My biggest childhood regret is that I never learned how to cartwheel properly. My legs never go straight over me and I end up in a heap at the end, as I don’t land on my feet again. Not that I’ve tried in years. Why didn’t I learn to cartwheel? Lots of my friends at school could and spent most of their lunchtimes doing them. I chose to do other things. Climbing trees, playing on the concrete pipes, running round, pretending to be horses. But it’s the cartwheeling that sticks in my mind.
If I could go back, would I change it? I’m not sure. I’d rather focus on what I can do now. I have no desire to learn now. I’m not interested in turning upside down. Regrets are something you learn to live with. Somehow, over time my ability to cartwheel, or not, has started preying on my mind. It’s a symbol of all the things I didn’t do in my childhood. All the opportunities I never took as I grew older.
I hope that I can learn from this and take what opportunities come my way. What childhood regrets do you have, and how have they inspired you?
What I find most interesting–and human–in this revelation is that with all the things you could do and were successful at in childhood, it was the lack of cartwheel ability (which I share) that kept nagging at you back then.
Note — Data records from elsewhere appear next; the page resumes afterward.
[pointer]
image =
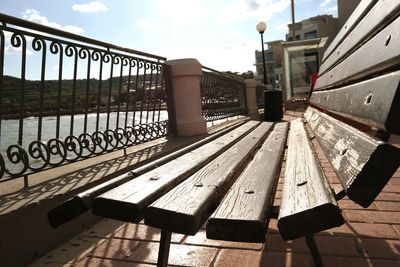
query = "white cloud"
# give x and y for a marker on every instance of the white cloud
(147, 25)
(91, 7)
(34, 16)
(246, 9)
(326, 2)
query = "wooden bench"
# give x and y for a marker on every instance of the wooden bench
(228, 181)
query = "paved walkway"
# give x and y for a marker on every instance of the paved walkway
(370, 237)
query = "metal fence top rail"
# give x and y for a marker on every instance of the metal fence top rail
(4, 19)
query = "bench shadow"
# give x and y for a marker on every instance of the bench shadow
(130, 243)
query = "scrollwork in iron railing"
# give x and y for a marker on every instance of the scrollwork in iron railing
(222, 95)
(100, 98)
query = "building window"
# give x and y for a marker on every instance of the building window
(310, 35)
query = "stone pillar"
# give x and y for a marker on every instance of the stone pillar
(186, 74)
(251, 101)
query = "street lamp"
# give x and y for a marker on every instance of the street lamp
(261, 27)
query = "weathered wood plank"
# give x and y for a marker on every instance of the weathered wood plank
(375, 102)
(363, 7)
(128, 201)
(185, 208)
(378, 54)
(308, 204)
(376, 19)
(362, 163)
(244, 213)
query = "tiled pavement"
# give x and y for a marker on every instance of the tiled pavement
(370, 237)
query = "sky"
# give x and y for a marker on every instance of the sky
(221, 34)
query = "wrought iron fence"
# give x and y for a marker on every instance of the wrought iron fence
(222, 95)
(65, 97)
(260, 88)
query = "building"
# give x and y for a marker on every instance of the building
(303, 60)
(315, 27)
(273, 60)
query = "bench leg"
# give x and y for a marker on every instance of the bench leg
(312, 246)
(163, 250)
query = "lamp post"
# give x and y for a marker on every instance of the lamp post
(261, 27)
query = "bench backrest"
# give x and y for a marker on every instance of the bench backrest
(359, 80)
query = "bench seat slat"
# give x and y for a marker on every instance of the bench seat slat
(375, 102)
(362, 8)
(128, 201)
(245, 211)
(185, 208)
(379, 53)
(308, 204)
(362, 163)
(377, 17)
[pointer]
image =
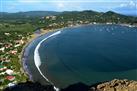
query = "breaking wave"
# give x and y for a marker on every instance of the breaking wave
(37, 59)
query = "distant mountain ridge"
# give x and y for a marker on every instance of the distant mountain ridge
(48, 13)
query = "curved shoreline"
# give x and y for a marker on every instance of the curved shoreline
(34, 36)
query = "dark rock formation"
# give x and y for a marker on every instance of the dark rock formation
(114, 85)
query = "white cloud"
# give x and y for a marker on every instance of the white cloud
(29, 1)
(131, 4)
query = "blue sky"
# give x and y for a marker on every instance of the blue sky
(121, 6)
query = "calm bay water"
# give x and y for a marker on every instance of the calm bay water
(88, 54)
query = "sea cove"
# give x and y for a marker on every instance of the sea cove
(87, 54)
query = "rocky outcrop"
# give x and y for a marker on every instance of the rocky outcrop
(116, 85)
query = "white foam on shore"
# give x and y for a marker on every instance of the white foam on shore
(37, 59)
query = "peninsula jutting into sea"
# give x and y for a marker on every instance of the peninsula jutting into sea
(69, 50)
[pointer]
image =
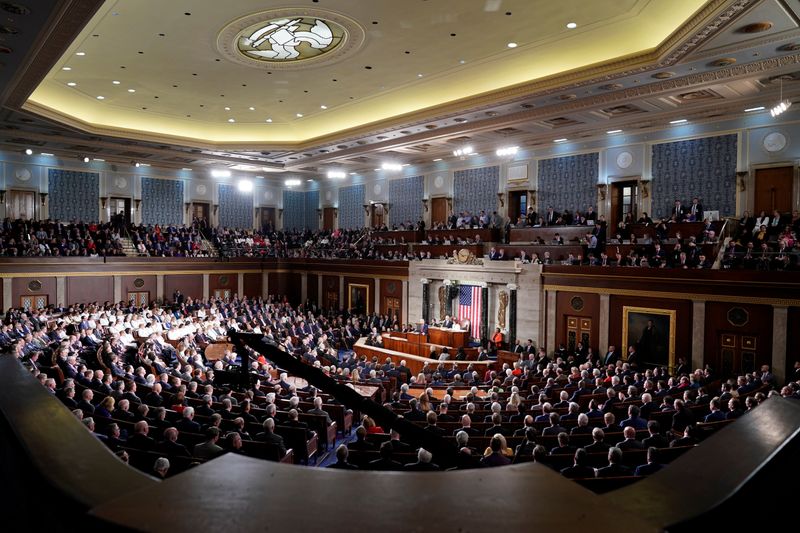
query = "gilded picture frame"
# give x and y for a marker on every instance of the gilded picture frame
(655, 346)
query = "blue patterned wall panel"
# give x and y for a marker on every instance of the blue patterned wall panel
(162, 201)
(569, 182)
(351, 207)
(311, 218)
(74, 195)
(705, 168)
(300, 210)
(475, 189)
(235, 207)
(405, 195)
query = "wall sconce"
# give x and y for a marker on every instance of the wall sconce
(741, 180)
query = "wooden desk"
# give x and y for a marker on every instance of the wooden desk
(446, 250)
(448, 337)
(547, 233)
(414, 362)
(486, 234)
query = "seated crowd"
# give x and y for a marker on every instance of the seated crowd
(52, 238)
(141, 381)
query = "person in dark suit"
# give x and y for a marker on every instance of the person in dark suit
(615, 467)
(269, 436)
(170, 445)
(341, 463)
(187, 423)
(140, 439)
(652, 466)
(423, 463)
(716, 414)
(579, 469)
(496, 458)
(598, 444)
(656, 439)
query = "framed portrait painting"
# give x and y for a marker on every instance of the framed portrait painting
(652, 332)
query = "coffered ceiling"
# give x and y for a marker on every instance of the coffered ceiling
(630, 65)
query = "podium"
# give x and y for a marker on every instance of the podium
(448, 337)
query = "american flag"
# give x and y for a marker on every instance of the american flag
(469, 307)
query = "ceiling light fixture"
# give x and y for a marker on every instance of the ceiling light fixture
(507, 150)
(782, 105)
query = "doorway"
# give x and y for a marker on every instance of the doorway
(120, 211)
(773, 190)
(328, 218)
(517, 205)
(22, 205)
(200, 212)
(624, 203)
(438, 211)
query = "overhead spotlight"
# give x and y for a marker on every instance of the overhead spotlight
(508, 150)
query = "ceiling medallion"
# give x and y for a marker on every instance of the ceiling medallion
(290, 38)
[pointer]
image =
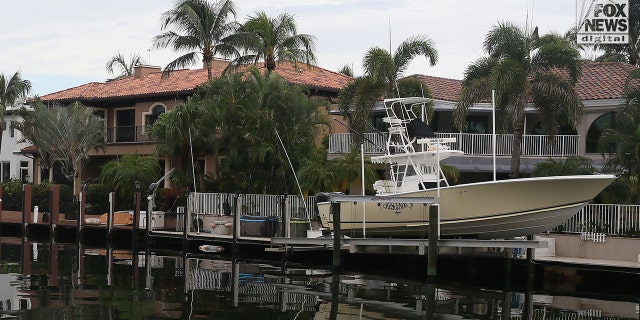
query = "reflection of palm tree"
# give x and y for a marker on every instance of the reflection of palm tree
(120, 63)
(522, 68)
(276, 39)
(206, 28)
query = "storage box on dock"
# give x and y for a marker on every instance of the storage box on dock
(297, 228)
(254, 226)
(157, 220)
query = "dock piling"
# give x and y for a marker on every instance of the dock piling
(432, 250)
(335, 211)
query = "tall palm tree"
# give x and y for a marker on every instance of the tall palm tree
(256, 114)
(65, 134)
(125, 67)
(275, 39)
(179, 133)
(11, 90)
(381, 71)
(202, 28)
(524, 68)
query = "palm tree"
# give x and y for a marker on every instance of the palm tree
(64, 134)
(275, 39)
(382, 69)
(256, 114)
(202, 29)
(120, 63)
(120, 174)
(179, 133)
(524, 68)
(349, 169)
(11, 90)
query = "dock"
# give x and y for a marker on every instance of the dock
(278, 237)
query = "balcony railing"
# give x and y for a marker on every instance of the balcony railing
(126, 134)
(471, 144)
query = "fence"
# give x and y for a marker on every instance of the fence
(471, 144)
(612, 219)
(260, 205)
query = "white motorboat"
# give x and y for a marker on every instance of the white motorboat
(483, 210)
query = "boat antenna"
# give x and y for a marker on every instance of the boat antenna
(306, 210)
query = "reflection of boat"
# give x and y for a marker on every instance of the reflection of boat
(493, 209)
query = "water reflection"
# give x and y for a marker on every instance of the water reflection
(69, 281)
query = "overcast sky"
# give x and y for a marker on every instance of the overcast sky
(64, 43)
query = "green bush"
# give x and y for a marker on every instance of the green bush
(12, 195)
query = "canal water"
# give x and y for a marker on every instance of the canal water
(42, 280)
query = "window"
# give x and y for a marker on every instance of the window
(156, 111)
(476, 124)
(6, 171)
(603, 122)
(24, 171)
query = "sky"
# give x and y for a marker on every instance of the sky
(65, 43)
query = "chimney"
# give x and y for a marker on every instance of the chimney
(140, 71)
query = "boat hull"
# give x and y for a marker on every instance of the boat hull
(485, 210)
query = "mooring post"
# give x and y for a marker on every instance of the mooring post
(54, 209)
(81, 210)
(110, 216)
(335, 211)
(432, 253)
(236, 225)
(27, 217)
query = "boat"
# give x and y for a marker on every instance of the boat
(497, 209)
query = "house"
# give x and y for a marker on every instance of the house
(130, 104)
(600, 87)
(13, 163)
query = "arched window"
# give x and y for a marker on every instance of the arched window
(156, 111)
(603, 122)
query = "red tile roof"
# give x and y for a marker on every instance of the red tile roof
(599, 80)
(441, 88)
(603, 80)
(185, 81)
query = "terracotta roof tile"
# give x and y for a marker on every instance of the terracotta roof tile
(441, 88)
(599, 80)
(180, 81)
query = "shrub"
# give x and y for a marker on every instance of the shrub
(12, 195)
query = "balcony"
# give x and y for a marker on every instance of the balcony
(127, 134)
(472, 144)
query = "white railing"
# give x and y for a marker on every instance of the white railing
(262, 205)
(471, 144)
(612, 219)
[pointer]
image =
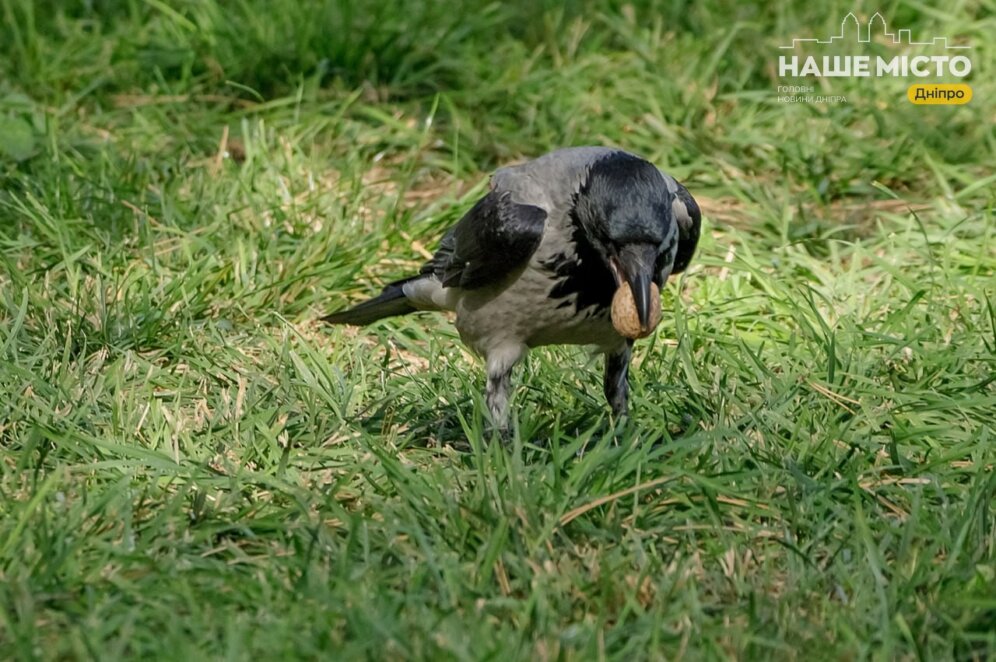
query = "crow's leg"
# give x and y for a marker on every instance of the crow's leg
(500, 362)
(616, 382)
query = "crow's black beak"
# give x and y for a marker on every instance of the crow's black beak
(635, 264)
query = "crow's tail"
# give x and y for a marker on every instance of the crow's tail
(391, 301)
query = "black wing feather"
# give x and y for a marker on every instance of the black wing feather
(492, 240)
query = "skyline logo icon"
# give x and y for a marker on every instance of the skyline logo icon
(852, 30)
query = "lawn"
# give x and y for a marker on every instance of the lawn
(191, 467)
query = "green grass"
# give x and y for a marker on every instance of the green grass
(191, 467)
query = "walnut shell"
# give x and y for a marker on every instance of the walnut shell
(624, 317)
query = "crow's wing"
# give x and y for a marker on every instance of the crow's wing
(496, 237)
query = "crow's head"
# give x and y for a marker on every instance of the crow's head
(644, 226)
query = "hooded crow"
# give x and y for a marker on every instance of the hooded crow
(540, 259)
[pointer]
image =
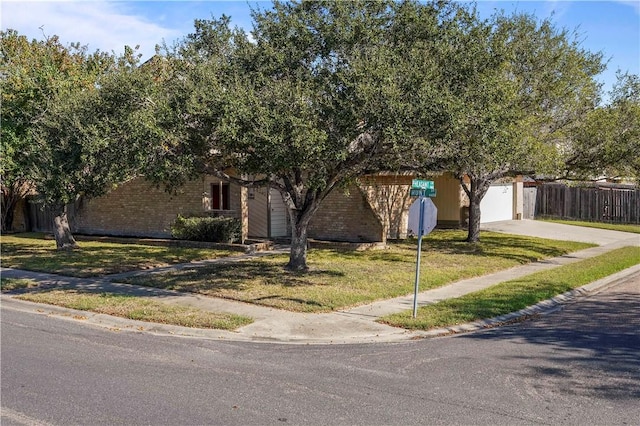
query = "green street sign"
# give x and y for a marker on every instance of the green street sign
(422, 184)
(419, 192)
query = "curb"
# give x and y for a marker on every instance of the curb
(117, 324)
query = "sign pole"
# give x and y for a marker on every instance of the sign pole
(420, 231)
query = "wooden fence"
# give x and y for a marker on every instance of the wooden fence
(597, 203)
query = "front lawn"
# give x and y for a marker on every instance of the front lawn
(514, 295)
(600, 225)
(339, 279)
(137, 308)
(34, 253)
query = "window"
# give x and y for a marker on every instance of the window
(220, 196)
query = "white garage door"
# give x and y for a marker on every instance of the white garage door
(497, 204)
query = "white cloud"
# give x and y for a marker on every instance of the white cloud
(101, 25)
(635, 4)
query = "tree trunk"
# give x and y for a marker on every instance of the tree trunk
(298, 254)
(62, 231)
(9, 202)
(476, 193)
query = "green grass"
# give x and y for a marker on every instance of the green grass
(137, 308)
(339, 279)
(11, 284)
(600, 225)
(34, 253)
(511, 296)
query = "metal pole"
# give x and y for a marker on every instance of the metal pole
(420, 232)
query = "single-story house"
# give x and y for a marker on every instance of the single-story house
(373, 209)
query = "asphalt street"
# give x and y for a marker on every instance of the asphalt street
(578, 365)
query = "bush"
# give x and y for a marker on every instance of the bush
(213, 229)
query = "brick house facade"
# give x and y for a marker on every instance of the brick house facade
(370, 210)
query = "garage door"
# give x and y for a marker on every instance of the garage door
(497, 204)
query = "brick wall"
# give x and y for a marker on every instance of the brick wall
(138, 208)
(346, 216)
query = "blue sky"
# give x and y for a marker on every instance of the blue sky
(612, 27)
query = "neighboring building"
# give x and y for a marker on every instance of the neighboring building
(371, 210)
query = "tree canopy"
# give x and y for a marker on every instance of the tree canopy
(321, 93)
(606, 144)
(73, 121)
(515, 87)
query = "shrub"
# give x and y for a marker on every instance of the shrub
(213, 229)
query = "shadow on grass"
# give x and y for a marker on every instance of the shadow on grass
(232, 276)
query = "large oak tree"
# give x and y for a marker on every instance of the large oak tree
(319, 94)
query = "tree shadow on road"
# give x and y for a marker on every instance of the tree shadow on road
(590, 348)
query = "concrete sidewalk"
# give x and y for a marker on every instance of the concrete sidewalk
(355, 325)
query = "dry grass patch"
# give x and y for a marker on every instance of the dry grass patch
(339, 279)
(514, 295)
(137, 308)
(32, 252)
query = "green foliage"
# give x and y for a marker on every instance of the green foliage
(214, 229)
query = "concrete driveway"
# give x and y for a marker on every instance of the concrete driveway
(556, 231)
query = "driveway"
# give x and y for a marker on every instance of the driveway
(557, 231)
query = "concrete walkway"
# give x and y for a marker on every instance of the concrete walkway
(355, 325)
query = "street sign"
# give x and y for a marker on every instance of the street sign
(429, 216)
(423, 216)
(422, 184)
(419, 192)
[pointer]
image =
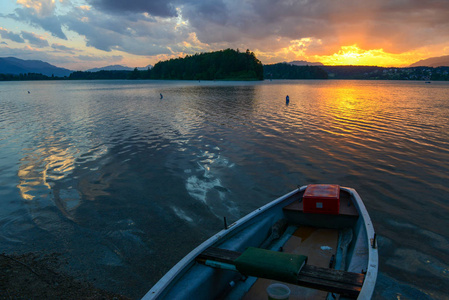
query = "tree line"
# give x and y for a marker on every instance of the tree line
(226, 64)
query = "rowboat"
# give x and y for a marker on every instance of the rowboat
(318, 240)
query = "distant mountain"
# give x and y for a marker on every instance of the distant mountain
(442, 61)
(118, 68)
(12, 65)
(305, 63)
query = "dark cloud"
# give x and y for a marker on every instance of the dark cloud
(48, 22)
(8, 35)
(160, 8)
(138, 36)
(34, 39)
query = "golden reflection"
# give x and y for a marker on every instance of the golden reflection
(39, 166)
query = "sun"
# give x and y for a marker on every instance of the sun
(355, 56)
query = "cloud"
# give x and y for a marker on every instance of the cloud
(160, 8)
(40, 14)
(8, 35)
(277, 30)
(135, 35)
(34, 39)
(63, 48)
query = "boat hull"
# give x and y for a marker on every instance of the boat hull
(189, 279)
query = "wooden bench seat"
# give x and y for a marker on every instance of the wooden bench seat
(344, 283)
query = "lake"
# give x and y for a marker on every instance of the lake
(122, 184)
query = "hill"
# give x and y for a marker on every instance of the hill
(442, 61)
(15, 66)
(118, 68)
(226, 64)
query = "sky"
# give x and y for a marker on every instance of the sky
(83, 34)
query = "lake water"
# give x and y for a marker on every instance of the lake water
(123, 184)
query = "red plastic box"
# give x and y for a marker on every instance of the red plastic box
(322, 199)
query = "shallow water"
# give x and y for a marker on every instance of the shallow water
(124, 184)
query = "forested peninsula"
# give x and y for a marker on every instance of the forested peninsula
(227, 64)
(232, 64)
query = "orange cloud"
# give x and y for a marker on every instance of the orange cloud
(353, 55)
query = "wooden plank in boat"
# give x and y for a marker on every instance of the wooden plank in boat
(319, 245)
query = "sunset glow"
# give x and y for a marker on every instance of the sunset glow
(353, 55)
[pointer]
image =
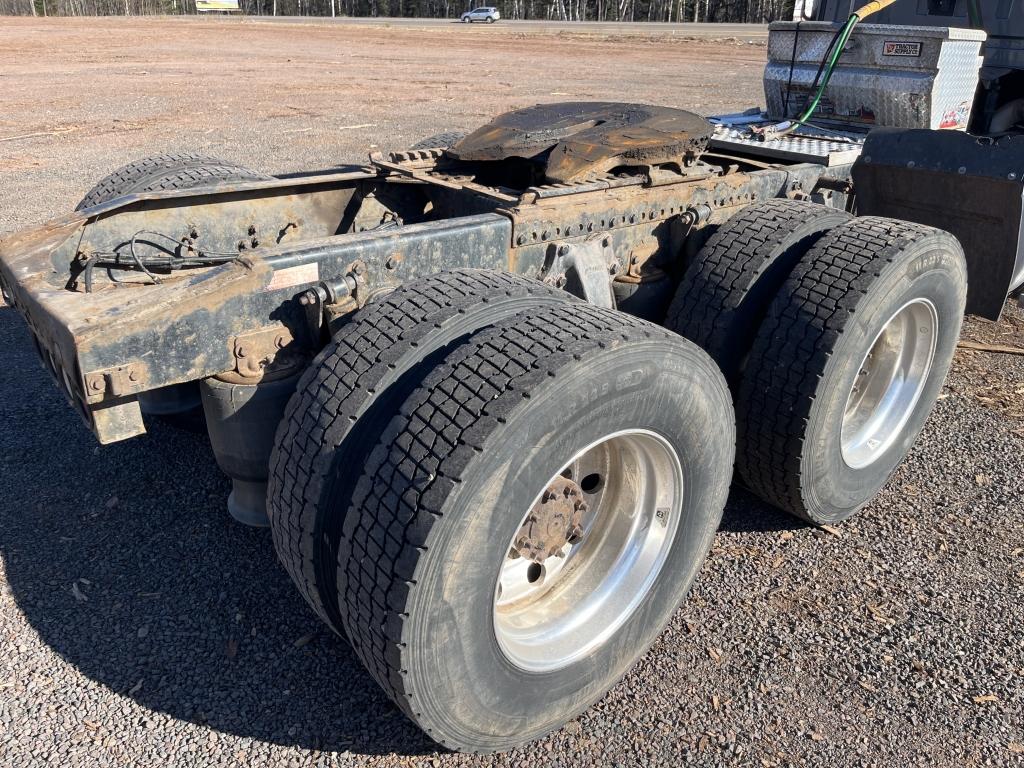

A real human trait–that we tend to focus on a negative while dismissing the positives as “not that relevant.” Glad to hear you have let it go. Now, the trick in life is to do the same for current negatives that nag at us. They will probably look just as irrelevant in ten years time as our cartwheel difficulties do now.
Actually I think it nags at me more now than it did then! Then there was always the possibility that I’d learn in the future, whereas now I know that’s incredibly unlikely.